Trust in User-generated Evidence (TRUE)
TRUE is a project selected for funding by the European Research Council and funded by a UKRI Frontier Research grant [no. EP/X016021/1] from 2022-2027, which seeks to explore the impact of deepfakes on trust in user-generated evidence in accountability processes for human rights violations.
User-generated evidence - defined as information recorded by an ordinary citizen and used in legal adjudication - plays an increasingly important role in accountability processes. Across the world, advances in mobile phone technology and increasing internet access mean that millions of important photographs and videos depicting mass human rights violations have been, and will continue to be, created and shared online.
Mass atrocity trials in Sweden, Germany, Democratic Republic of the Congo, and the International Criminal Court, amongst others, have already utilised this kind of evidence, as have UN Human Rights Council-mandated commissions of inquiry, fact-finding missions, and investigations. Yet, at the same time, the public is increasingly confronted with examples of deepfakes - hyper-realistic images, videos, or audio recordings created using machine learning technology - which are only likely to become more advanced and difficult to detect as the technology progresses.
These two developments pose an important conundrum:
Have perceptions of deepfakes led to mistrust in user-generated evidence? And if so, what does that mean for the role of such evidence in future human rights accountability processes?
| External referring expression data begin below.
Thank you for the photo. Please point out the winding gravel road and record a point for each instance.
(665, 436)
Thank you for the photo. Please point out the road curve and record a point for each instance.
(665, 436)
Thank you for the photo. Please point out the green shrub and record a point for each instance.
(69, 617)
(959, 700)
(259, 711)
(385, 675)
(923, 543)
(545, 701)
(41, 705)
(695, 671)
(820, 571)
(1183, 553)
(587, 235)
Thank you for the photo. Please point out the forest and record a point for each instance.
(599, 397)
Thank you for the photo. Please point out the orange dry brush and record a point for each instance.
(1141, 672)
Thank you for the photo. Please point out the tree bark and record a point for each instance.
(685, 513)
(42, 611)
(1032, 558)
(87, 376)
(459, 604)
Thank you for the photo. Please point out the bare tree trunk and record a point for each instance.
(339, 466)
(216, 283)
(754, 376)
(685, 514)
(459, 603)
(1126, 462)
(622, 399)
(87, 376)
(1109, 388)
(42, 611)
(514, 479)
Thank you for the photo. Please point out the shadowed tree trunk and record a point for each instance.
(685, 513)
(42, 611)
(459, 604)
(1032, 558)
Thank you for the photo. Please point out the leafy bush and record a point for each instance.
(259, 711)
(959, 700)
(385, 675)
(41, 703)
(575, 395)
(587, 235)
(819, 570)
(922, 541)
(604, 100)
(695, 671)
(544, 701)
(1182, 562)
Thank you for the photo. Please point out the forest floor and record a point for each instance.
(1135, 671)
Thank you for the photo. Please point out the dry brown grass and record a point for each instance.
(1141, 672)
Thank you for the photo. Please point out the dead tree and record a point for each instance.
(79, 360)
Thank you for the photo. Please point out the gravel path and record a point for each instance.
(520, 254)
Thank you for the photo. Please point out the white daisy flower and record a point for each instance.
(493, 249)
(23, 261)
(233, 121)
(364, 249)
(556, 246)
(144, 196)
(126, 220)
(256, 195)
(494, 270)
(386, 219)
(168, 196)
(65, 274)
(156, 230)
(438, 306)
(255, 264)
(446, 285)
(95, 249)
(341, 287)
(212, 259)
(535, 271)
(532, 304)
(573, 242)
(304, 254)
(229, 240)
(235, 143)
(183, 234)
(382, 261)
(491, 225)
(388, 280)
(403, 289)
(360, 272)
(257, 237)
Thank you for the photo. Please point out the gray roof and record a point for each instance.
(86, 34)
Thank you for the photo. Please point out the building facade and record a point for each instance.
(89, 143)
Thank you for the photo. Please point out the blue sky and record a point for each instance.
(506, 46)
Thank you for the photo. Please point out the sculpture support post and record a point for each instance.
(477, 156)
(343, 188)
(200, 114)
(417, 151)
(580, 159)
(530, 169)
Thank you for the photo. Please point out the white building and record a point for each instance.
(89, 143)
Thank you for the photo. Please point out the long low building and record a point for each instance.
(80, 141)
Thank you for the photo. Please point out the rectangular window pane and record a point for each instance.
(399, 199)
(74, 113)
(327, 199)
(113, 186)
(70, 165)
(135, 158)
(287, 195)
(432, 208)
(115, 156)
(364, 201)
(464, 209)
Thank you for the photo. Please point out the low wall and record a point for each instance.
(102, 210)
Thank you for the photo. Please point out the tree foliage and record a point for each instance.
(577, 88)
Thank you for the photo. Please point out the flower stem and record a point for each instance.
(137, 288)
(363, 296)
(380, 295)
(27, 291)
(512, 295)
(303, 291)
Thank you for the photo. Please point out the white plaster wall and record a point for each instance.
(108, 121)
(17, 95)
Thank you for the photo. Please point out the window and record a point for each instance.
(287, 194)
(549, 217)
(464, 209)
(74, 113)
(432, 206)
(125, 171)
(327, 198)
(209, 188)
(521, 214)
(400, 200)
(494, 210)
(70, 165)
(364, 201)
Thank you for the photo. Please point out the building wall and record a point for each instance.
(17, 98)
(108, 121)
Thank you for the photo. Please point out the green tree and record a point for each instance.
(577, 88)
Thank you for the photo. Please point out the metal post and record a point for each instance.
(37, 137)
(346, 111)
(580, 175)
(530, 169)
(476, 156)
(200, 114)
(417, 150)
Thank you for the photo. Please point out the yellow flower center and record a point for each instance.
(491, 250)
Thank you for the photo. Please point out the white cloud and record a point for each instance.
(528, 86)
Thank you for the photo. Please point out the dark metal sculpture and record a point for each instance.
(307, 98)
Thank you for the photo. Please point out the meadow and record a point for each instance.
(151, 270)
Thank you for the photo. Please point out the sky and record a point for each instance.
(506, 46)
Much of the literature to date has expressed a concern that the rise in deepfakes will lead to mass mistrust in user-generated evidence, and that this in turn will decrease its epistemic value in legal proceedings. This may well be the case, but no study has yet tested that assumption. This is a major evidence gap that urgently needs to be addressed.
Through an innovative interdisciplinary methodology at the intersection of law, psychology, and linguistics, TRUE will develop the first systematic account of trust in user-generated evidence, in the specific context of its use in human rights accountability processes.